Building a Redis Clone in Zig Newsletter

2 Likes

Good job, some critiques:

If you don’t need functionality specific to the implementation File.Writer then you should be storing the interface pointer *Io.Writer.
The solution to the dangling pointer from creating the writer locally, is to not create it locally, take it as a parameter to init.

You already have a custom writer (RDB writer), even if it doesn’t implement the Io.Writer interface, you shouldn’t make another one (especially one that implements the interface) just for a running CRC. Fewer interface layers means less virtual calls, means less call overhead and less fragmented code.
You can just have a helper function to wrap the call to the writer, this would also remove all those interface accesses you don’t like, though my previous suggestion also does that.

Regarding the interface buffers, only the end of a chain should have a buffer (generally speaking).
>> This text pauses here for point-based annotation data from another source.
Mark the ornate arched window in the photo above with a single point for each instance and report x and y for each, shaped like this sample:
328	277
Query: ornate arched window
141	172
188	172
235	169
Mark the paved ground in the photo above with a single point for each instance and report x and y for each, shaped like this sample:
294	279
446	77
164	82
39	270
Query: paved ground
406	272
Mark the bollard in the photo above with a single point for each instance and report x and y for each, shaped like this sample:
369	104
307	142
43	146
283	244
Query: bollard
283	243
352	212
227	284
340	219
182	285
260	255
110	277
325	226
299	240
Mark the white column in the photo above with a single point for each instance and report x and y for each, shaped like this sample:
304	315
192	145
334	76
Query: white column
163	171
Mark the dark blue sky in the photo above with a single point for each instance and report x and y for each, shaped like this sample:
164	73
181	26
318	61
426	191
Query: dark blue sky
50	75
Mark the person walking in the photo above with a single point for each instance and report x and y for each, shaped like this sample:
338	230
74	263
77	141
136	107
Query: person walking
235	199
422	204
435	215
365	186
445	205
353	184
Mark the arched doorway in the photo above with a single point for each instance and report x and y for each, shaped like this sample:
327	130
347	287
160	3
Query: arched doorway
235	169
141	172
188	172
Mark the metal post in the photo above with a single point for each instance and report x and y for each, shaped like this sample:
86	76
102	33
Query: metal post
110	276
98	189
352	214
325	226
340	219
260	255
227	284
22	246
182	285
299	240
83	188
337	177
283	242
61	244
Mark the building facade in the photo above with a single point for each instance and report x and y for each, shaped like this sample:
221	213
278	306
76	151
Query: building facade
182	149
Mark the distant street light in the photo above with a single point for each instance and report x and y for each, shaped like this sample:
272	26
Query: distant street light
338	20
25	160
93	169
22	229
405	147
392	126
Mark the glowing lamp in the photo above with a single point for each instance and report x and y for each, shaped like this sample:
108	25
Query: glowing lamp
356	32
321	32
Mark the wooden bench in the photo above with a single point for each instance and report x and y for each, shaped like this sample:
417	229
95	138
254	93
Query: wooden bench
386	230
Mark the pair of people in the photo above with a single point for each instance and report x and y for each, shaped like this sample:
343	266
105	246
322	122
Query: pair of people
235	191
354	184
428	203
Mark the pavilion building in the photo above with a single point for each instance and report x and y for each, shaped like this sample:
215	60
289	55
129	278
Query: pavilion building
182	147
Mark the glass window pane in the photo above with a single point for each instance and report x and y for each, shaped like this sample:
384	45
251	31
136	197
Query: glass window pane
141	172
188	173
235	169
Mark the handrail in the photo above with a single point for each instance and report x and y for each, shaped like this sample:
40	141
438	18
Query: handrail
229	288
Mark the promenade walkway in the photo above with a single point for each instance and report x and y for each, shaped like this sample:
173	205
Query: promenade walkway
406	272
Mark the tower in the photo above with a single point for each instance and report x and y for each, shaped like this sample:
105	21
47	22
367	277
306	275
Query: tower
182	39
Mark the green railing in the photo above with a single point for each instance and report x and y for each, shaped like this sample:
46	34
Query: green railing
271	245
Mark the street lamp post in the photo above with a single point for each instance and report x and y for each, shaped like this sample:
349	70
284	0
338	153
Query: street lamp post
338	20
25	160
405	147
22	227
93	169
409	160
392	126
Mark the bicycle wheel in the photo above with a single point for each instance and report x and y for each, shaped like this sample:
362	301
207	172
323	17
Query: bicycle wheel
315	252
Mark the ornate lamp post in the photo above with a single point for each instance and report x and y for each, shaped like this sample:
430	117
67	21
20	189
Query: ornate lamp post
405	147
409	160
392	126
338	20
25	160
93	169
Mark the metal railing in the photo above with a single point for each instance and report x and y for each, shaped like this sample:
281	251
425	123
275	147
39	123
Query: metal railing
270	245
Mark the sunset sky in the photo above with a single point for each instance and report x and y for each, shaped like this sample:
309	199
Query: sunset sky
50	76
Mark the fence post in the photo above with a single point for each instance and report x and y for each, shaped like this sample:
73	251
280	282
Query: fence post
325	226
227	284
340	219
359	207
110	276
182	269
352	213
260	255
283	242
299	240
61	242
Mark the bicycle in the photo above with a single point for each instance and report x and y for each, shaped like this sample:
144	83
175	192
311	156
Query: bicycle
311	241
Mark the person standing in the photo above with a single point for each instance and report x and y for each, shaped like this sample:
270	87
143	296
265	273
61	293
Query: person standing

Ofc benchmarks outweigh that, I do see merit to batching CRC updates.

You also break the contract of drain by passing the buffer as an argument

    /// `buffer[0..end]` is consumed first, followed by each slice of `data` in
    /// order. Elements of `data` may alias each other 
    /// **but may not alias `buffer`**.

It is expected to deal with the buffer itself, and the data is explicitly not allowed to alias the buffer.
Unless you are manually checking before every write if it will cause a drain and calling flush first instead, if you’re not doing that then you are not writing the buffered data as write just calls drain without passing the buffer as data since it is assumed drain will handle the buffer.
It’s also possible you simply call flush before you ever get to that point, which is probably how you missed that bug in testing (always test limits).

I read the previous parts and saw some oversights and incorrect statements/assumptions, I’ll put those in a separate comment.

2 Likes

Thanks for the feedback! I updated the code accordingly. That’s good to know!

1 Like

Forgot to do that other comment about your previous parts :sweat_smile:

Part 1

Hash Tables

Zig’s standard library provides a StringHashMap , which is a good starting point. However, we need to ensure that our keys and values are properly managed in terms of memory ownership. For that, we can use StringHashMapUnmanaged , which allows us to define custom allocators and manage memory more explicitly.

There is no difference between them in terms of ownership, or ability to use custom allocators.
The difference is unmanaged containers don’t store their allocator, instead requiring you to pass it to functions that might allocate, this makes it easier to see where you allocate and encourages you to allocate upfront if possible.

On that note, the previous section ‘Memory Management: The Hard Part’:

const Store = struct {
   map: std.StringHashMap([]const u8),
   allocator: std.mem.Allocator,

Stores a managed StringHashMap and an Allocator, which effectively stores the allocator twice.

Also, your OptmisedHashMap is just a StringArrayHashMap, until you experiment with different hash algorithms in part 2, then it’s different.

Part 2

You can see the benchmark code and results in this GitHub Gist. Long story short, for strings shorter than 45 bytes, std.mem.eql(u8) is the fastest option. For strings between 45 and 128 bytes, a 16-byte SIMD using XOR is the fastest; it reaches an average of 850 million operations per second on my M4 MacBook Pro.

std.mem.eql does already do SIMD, but since you made a faster implementation you should make a PR, or an issue.

Intern Strings

// Map of interned strings
   interned_strings: std.StringHashMapUnmanaged([]const u8),

   fn internString(self: *Store, str: []const u8) ![]const u8 {
       assert(str.len > 0);
       const gop = try self.interned_strings.getOrPut(self.base_allocator, str);
       if (!gop.found_existing) {
           const owned_str = try self.dupeString(str);
           gop.key_ptr.* = owned_str;
           gop.value_ptr.* = owned_str;
       }
       return gop.value_ptr.*;
   }

Since the key and value are the same, use StringHashMapUnmanaged(void), so you only have to store one of them. This will reduce the allocated memory.

2 Likes